Poor man's debugging high load on an Apache server

Hopefully you have a fancy solution to monitor your logs, but if you don’t, then I have a little treat for you. At work today I was trouble shooting why our web server would spike up to a load average of over 200 (I’d never actually seen a quad core server go much over 40 – neat!).  At first I stumbled around looking for non-obvious causes and then I just looked at the traffic.

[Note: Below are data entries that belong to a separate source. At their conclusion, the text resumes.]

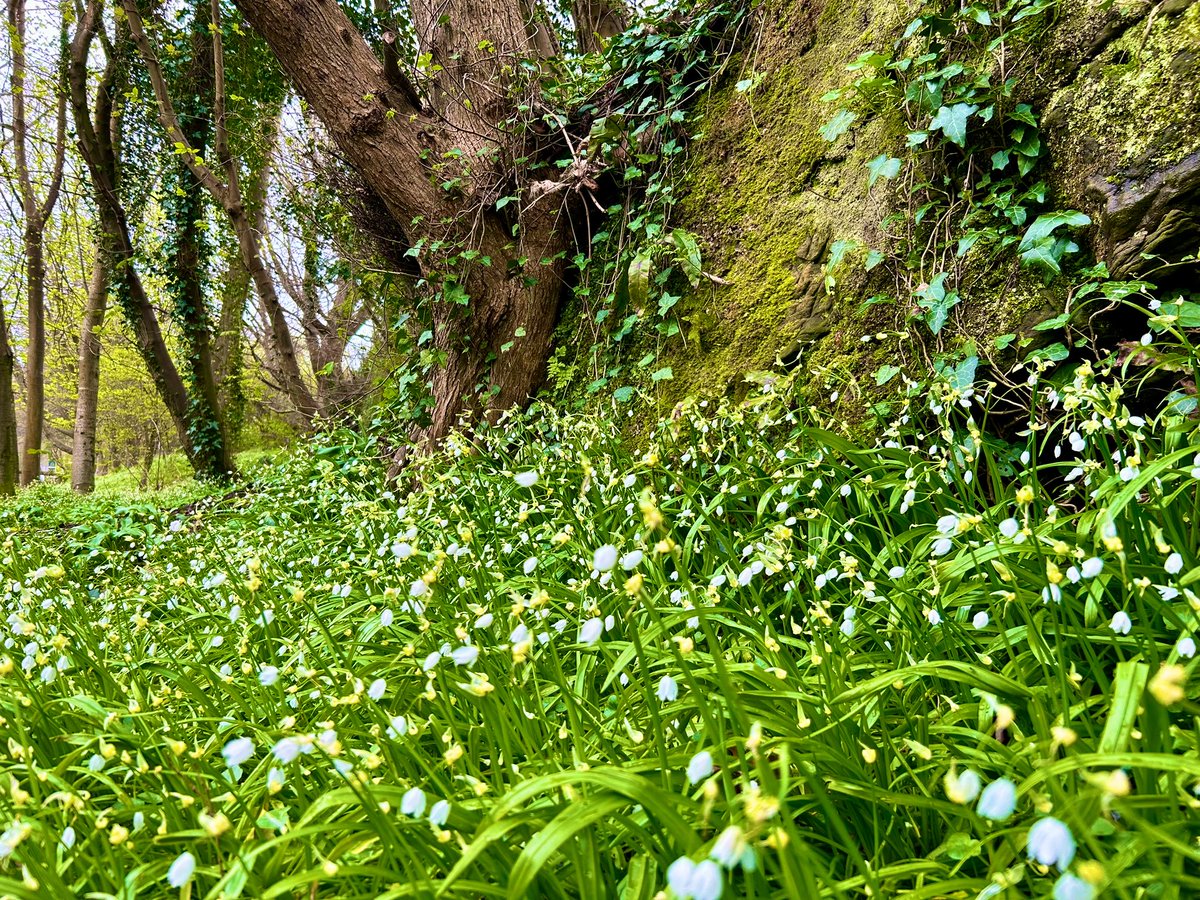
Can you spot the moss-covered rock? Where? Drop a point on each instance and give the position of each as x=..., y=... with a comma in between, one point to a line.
x=1120, y=87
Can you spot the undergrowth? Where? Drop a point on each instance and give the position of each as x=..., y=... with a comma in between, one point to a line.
x=753, y=659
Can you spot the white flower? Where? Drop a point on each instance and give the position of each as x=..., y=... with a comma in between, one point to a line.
x=591, y=630
x=1121, y=623
x=700, y=767
x=180, y=871
x=669, y=690
x=631, y=559
x=963, y=786
x=695, y=881
x=413, y=802
x=439, y=813
x=465, y=655
x=238, y=751
x=1051, y=843
x=997, y=801
x=286, y=750
x=732, y=850
x=604, y=558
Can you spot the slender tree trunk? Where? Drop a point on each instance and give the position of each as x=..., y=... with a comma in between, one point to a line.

I was pretty sure a single IP was slamming our server at midnight UTC.  To verify this I wrote a quick bash script to log the load averages, the count of the top process and it’s name, and finally, the count and IP of the top visitor over the prior minute.  It’s 13 lines of actual code and more than double that with comments.

By executing this in a crontab entry every minute, we get nice easy to read logs (and easy for a computer to parse):

* * * * * /root/apachetop.load.ps.sh >> /var/log/httpd/apachetop.load.ps_log

The resulting log entry has the following handy fields:

  • LOAD_1 – load average for past 1 minute\
  • LOAD_5 – load average for past 5 minutes
  • LOAD_15 – load average for past 15 minutes
  • APACHE_CNT – Count of top IP in the last minute
  • APACHE_IP – Top IP in the last minute
  • APACHE_DIR – Top Directory being hit by IP
  • PROCESS_CNT – Count of top process
  • PROCESS – Process name for count

A sample log entry looks like this:

30/Nov/2017:07:24 LOAD_1="1.60" LOAD_5="1.50" LOAD_15="1.35" APACHE_CNT="5" APACHE_IP="" APACHE_DIR="/resources" PROCESS_CNT="25" PROCESS="/usr/sbin/httpd"

Otherwise, here’s the code from my gist, but please check it out on GitHub!

#!/usr/bin/env bash
date=`date --date='1 minutes ago' +%d/%b/%Y:%R`
apache=`grep $date /var/log/httpd/ssl_access_log |grep -v '::1'|cut -d' ' -f1,6,7|cut -d'/' -f 1,2|sort|uniq -c|sort -nr|head -n 1|tr '"' ' '|xargs`
apache_count=`echo $apache|cut -d' ' -f 1`
apache_IP=`echo $apache|cut -d' ' -f 2`
apache_dir=`echo $apache|cut -d' ' -f 4`
load1=`uptime|cut -d' ' -f14|tr ',' ' '|xargs`
load5=`uptime|cut -d' ' -f15|tr ',' ' '|xargs`
load15=`uptime|cut -d' ' -f16|tr ',' ' '|xargs`
process=`ps xa|cut -d':' -f 2|cut -d' ' -f 2|sort|uniq -c|sort -rn|head -n 1|tr '\n' ' '|xargs`
process_count=`echo $process|cut -d' ' -f 1`
process_name=`echo $process|cut -d' ' -f 2`
echo $date LOAD_1=\"$load1\" LOAD_5=\"$load5\" LOAD_15=\"$load15\" APACHE_CNT=\"$apache_count\" APACHE_IP=\"$apache_IP\" APACHE_DIR=\"$apache_dir\" PROCESS_CNT=\"$process_count\" PROCESS=\"$process_name\"